LCNB will be performed under ultrasound guidance or stereotactically. A minimum of four 14 Gauge biopsy specimens per lesion is acquired. The histological diagnosis of the tissue sampled by means of the LCNB provides the definitive diagnosis. Based on histology, patient management will be planned: 'benign lesions' require mammographic follow-up, 'normal breast tissue' requires a repeat LCNB or open breast biopsy and in case of a 'high risk lesion' (i.e. lobular carcinoma in situ, atypical ductal or lobular hyperplasia), 'in-situ carcinoma' or 'invasive carcinoma' require image-guided needle localization followed by surgical excision with appropriate axillary staging (i.e. sentinel node biopsy or axillary lymph node dissection). Patient management will be the same for the MRI and the control group.

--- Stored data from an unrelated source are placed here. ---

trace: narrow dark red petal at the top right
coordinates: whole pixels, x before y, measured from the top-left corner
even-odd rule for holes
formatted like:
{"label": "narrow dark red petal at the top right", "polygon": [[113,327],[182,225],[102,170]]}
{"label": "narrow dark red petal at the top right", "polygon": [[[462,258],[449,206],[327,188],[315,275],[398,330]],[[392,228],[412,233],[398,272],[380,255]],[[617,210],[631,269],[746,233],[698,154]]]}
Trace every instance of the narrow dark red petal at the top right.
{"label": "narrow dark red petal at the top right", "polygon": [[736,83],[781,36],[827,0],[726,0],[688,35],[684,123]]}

If in the intervention group an additional, mammographically occult lesion is detected on the MR images that requires tissue sampling, second-look ultrasound will be performed to determine whether the lesion is ultrasonographically evident and suitable for ultrasound-guided tissue sampling. If the lesion cannot be visualised by means of second-look ultrasound, MRI-guided large core needle biopsy will be performed.
Depending on the size of the tumor, the size of the breast and patient preferences, the lesion will be removed following the institutions' guidelines for breast cancer management. MR images will be shown to and discussed with the surgeon before the operation. The number and type of surgical procedures (lumpectomy, re-excision, mastectomy, sentinel node biopsy or axillary lymph node dissection) will be reported until 1 year after the LCNB.
To evaluate whether performing preoperative Breast MRI will improve breast cancer management, we will collect data on all biopsies (including biopsies performed for lesions that were detected on MRI only) and all surgical procedures during 1 year of follow-up after the LCNB. The number of biopsies and surgical procedures in patients in the MRI group will be compared to the number of procedures in the control group.
Previous studies have shown that the positive predictive value of nonpalpable, BI-RADS 5 lesions detected on mammography is 96% . If these lesions are classified as BI-RADS-MRI 5 as well, we expect the positive predictive value to increase further. In the 250 women who will undergo Breast MRI (intervention group), the positive and negative predictive values of Breast MRI in combination with mammography and ultrasound will be determined. If the predictive values are high (in certain subgroups, e.g patients with microcalcifications and dense breast lesions on mammography), LCNB could be omitted in the future in some women. Since all patients in the MONET – study will undergo LCNB, following clinical practice, the number of patients in whom LCNB could possibly be omitted in the future will be estimated based on the calculated predictive values of the MRI.